[Python-Dev] Support for "wide" Unicode characters

Neil Hodgson nhodgson@bigpond.net.au
Mon, 2 Jul 2001 12:52:45 +1000


Guido van Rossum:

> >    This wasn't usefully true in the past for DBCS strings and is
> > not the right way to think of either narrow or wide strings
> > now. The idea that strings are arrays of characters gets in
> > the way of dealing with many encodings and is the primary
> > difficulty in localising software for Japanese.
>
> Can you explain the kind of problems encountered in some more detail?

   Programmers used to working with character == indexable code unit will
often split double wide characters when performing an action. For example
searching for a particular double byte character "bc" may match "abcd"
incorrectly where "ab" and "cd" are the characters. DBCS is not normally
self synchronising although UTF-8 is. Another common problem is counting
characters, for example when filling a line, hitting the line width and
forcing half a character onto the next line.
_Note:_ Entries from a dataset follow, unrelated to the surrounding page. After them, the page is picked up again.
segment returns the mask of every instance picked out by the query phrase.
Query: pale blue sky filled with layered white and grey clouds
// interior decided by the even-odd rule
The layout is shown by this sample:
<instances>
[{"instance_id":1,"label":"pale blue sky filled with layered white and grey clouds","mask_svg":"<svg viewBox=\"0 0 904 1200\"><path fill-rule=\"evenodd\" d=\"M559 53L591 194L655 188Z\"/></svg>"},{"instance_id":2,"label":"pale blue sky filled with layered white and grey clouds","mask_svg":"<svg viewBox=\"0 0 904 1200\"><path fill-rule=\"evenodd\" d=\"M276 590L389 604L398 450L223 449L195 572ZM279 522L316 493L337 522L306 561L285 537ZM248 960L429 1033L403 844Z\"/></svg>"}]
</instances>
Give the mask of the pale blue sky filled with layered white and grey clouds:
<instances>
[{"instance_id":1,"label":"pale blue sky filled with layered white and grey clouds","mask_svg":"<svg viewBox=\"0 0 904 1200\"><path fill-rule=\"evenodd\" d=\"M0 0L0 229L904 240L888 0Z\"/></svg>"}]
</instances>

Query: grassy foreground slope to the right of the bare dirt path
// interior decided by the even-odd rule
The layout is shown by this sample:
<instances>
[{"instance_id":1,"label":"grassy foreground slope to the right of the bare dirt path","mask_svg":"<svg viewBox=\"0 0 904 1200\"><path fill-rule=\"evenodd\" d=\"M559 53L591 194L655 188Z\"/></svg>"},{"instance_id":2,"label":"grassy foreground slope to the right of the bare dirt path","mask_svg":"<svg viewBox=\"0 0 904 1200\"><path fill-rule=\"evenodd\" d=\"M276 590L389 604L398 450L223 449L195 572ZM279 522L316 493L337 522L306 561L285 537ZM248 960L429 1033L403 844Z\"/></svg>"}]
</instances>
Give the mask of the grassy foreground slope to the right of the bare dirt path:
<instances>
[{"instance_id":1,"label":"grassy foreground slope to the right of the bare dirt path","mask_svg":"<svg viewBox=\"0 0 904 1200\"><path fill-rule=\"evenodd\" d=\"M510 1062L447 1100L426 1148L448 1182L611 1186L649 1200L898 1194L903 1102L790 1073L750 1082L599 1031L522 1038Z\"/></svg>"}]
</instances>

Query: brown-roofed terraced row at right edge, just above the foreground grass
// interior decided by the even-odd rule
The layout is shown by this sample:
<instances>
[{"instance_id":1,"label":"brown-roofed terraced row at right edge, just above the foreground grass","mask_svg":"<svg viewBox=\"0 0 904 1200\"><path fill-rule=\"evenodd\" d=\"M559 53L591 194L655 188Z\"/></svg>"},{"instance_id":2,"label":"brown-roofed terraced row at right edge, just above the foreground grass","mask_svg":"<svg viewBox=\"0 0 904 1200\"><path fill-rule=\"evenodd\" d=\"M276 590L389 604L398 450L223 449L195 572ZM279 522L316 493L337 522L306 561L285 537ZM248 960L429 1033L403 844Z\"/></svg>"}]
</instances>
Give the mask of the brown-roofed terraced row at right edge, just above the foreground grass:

> I think it's a good idea to provide a set of higher-level tools as
> well.  However nobody seems to know what these higher-level tools
> should do yet.  PEP 261 is specifically focused on getting the
> lower-level foundations right (i.e. the objects that represent arrays
> of code units), so that the authors of higher level tools will have a
> solid base.  If you want to help author a PEP for such higher-level
> tools, you're welcome!

   Its more likely I'll publish some of the low level pieces of
Scintilla/SinkWorld as a Python extension providing some of these facilities
in an editable-text class. Then we can see if anyone else finds the code
worthwhile.

   Neil